Objective things are the ones that everyone can see and experience without the need for telepathy. In a good way, objective is a way of saying "shared reality" rather than "personal reality". A philosopher might call objective stuff "the fact of the matter" or a religious person might call it God's omniscient perspective. This is where we start to get into trouble in healthcare. Healthcare people are encouraged to see the patient's perspective as subjective-personal, and may or may not be reality based. They are encouraged to see their perspective as objective- non-personal, unbiased fact. I bet you can see how that would be problematic. This is where we get doctors saying condescending things like "The symptoms or real but the disease isn't" or "I know you feel that way, but...".

"All in your head" is the ultimate way of saying it's just a subjective issue, not a real (meaning objective) problem. It's why so many treatments for fibro are aimed at changing the perception of pain, not the cause of the pain.
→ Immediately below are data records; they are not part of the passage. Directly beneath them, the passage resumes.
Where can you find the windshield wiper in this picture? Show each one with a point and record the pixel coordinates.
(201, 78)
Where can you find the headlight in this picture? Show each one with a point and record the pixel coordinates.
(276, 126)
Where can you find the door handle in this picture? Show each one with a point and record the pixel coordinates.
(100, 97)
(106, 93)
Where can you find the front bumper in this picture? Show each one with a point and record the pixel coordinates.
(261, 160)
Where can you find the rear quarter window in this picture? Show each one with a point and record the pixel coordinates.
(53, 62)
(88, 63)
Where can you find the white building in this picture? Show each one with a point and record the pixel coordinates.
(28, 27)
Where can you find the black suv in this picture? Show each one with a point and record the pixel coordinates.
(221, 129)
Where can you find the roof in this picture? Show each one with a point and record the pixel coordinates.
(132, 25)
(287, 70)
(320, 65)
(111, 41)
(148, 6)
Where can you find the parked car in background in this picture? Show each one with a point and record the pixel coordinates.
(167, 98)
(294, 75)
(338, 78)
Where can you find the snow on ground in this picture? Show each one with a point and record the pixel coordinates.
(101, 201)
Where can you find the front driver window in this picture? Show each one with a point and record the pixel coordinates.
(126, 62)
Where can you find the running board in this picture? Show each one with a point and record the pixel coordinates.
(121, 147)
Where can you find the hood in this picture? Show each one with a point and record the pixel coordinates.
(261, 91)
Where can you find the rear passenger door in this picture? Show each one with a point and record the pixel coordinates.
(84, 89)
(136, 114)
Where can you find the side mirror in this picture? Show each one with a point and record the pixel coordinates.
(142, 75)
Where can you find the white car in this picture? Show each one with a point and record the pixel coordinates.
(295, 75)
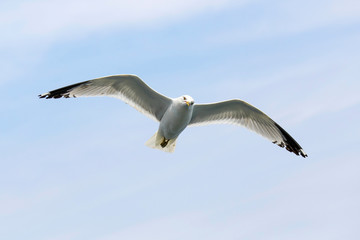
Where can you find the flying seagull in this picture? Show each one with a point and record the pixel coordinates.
(175, 114)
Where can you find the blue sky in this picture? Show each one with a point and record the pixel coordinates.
(79, 169)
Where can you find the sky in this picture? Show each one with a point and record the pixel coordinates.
(78, 168)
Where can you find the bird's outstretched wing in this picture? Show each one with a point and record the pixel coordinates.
(129, 88)
(242, 113)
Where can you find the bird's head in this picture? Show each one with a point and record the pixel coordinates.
(187, 100)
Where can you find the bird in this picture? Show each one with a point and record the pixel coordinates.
(175, 114)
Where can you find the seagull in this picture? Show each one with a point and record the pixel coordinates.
(175, 114)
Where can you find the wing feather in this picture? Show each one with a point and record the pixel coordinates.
(241, 113)
(129, 88)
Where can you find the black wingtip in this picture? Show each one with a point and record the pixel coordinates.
(61, 92)
(290, 144)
So the problem of pain is really complicated. Even when I listen to my friends talk about it-people I believe and care about- it can still be hard to figure out exactly what they are feeling. If a healthcare person is listening with a bias that your pain is "just a perception" and not "real", meaning subjective and not objective, there's very little chance they will figure it out.
 

hapl808

Senior Member
Messages
2,052
Pain is such a difficult topic! On the one hand, healthcare people take it quite seriously in that it is considered a vital sign, right up there with pulse, respiration, and blood pressure. On the other hand, it's much more difficult to assess and measure than other vital signs.
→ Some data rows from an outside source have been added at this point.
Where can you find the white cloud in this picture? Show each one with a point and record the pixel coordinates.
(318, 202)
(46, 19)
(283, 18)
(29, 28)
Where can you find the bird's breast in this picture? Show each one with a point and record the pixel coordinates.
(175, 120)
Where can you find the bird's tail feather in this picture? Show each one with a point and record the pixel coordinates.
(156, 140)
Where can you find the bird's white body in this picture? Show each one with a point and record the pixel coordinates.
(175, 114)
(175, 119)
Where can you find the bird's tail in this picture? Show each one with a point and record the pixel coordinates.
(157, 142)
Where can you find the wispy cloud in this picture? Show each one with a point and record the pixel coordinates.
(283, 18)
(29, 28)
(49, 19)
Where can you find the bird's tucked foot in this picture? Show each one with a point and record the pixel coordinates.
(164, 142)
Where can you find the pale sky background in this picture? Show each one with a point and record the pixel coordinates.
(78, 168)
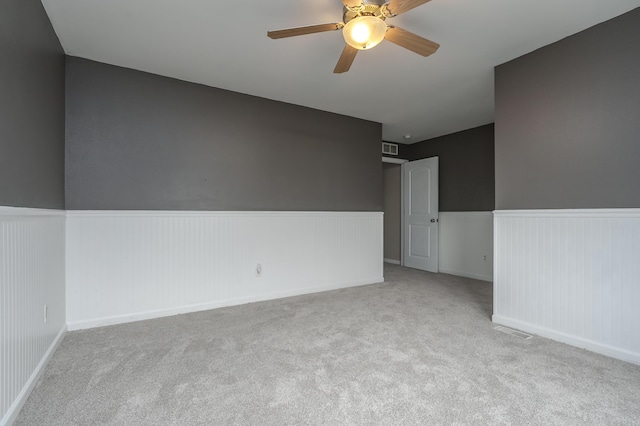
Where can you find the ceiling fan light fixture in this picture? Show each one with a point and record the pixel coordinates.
(364, 32)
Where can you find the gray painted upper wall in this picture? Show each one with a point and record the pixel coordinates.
(31, 108)
(568, 122)
(141, 141)
(466, 163)
(392, 177)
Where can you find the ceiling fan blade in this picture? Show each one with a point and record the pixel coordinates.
(411, 41)
(346, 59)
(350, 4)
(292, 32)
(396, 7)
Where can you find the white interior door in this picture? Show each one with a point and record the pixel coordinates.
(420, 214)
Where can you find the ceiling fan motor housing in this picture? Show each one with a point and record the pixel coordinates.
(365, 10)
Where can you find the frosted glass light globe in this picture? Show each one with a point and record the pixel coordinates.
(364, 32)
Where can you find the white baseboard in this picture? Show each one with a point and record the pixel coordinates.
(122, 319)
(466, 274)
(570, 275)
(22, 397)
(126, 266)
(579, 342)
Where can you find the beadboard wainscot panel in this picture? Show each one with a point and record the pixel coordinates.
(572, 276)
(32, 275)
(466, 244)
(129, 265)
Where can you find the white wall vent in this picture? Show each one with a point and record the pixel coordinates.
(389, 148)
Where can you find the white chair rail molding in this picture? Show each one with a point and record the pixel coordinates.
(571, 275)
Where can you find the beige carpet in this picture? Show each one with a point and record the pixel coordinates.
(417, 349)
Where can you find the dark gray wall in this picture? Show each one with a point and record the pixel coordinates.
(568, 122)
(466, 163)
(141, 141)
(31, 107)
(392, 212)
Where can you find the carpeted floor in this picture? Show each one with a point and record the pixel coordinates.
(417, 349)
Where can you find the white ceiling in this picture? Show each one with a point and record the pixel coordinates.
(224, 44)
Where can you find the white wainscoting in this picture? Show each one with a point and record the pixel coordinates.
(466, 244)
(32, 275)
(571, 275)
(126, 266)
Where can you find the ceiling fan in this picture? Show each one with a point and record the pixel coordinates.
(364, 27)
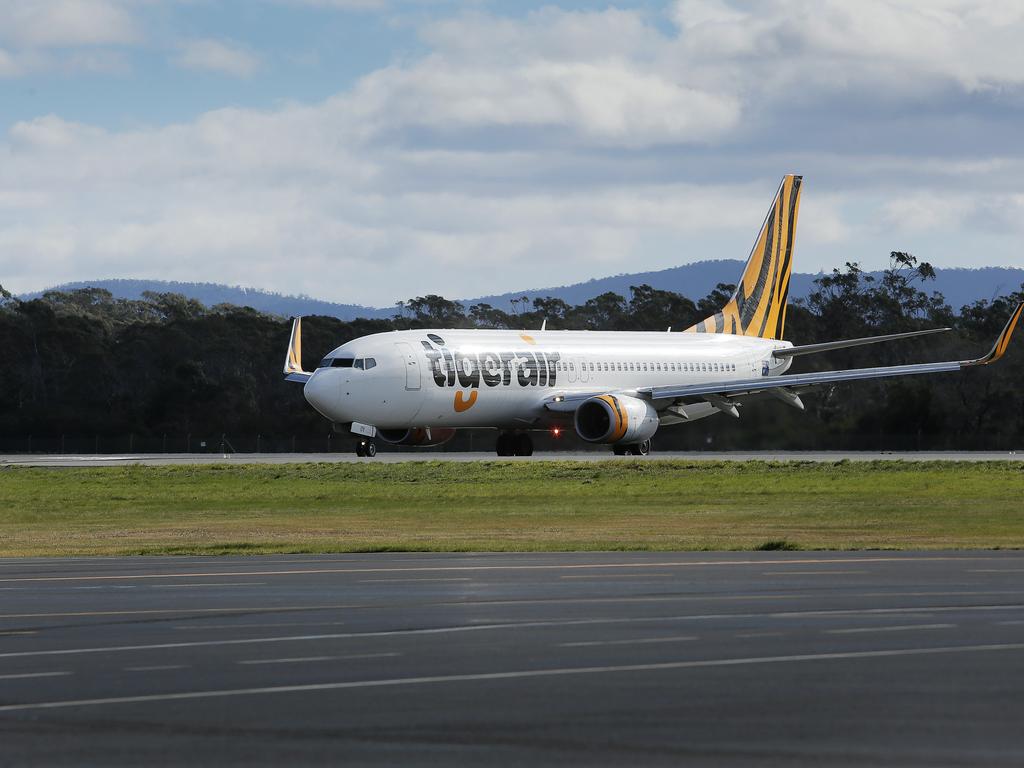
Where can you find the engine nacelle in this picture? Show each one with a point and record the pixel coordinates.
(615, 418)
(421, 436)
They don't take it seriously. My understanding is that the 'considered a vital sign' is a direct result of the significant lobbying and outreach by Purdue. They were able to get the US hospital system to require pain as a vital sign - this was not the case in the early 90's for instance. If they had a certain level of pain, then doctors were required to treat it - likely with something like Oxycontin which they had 'proven' was non-addictive.

Straight line to 70k dead Americans every year because the hospitals added pain as a vital sign but had no clue how to treat it safely and effectively.
 

wabi-sabi

Senior Member
Messages
1,458
Location
small town midwest
My understanding is that the 'considered a vital sign' is a direct result of the significant lobbying and outreach by Purdue. They were able to get the US hospital system to require pain as a vital sign - this was not the case in the early 90's for instance.
Here's an interesting citation: https://www.ncbi.nlm.nih.gov/labs/pmc/articles/PMC5878703/

The American Pain Society called for pain to be included as a vital sign in 1995. I'll have to read up on that! Another problem was in 2010 when pain scores got tied to patient satisfaction scores and patient satisfaction scores were tied to hospital reimbursement by Centers of Medicare and Medicaid Services. It's partly a case of good intentions going array. You want hospitals to pay attention to patients' pain, so you pay them better when they do....unfortunately, without a way to assess or treat pain you end up with opioid addiction. It's also partly to try to cut healthcare costs. The real kicker was a Deficit Reducation Act in 2005 that tried to give hospitals less money, because, you know, saving money is more important than providing healthcare. Hospital reimbursement was tied to patient satisfaction. patient satisfaction is tied to pain scores, pain scores can be reduced by opioids.

While I'm sure the venality of pharmaceutical companies plays a role, the bigger and scarier problem is that we just don't have a good way to make pain go away because we don't understand pain. The other big and scary problem is that we value money over health and are happy to save money at the expense of harming health.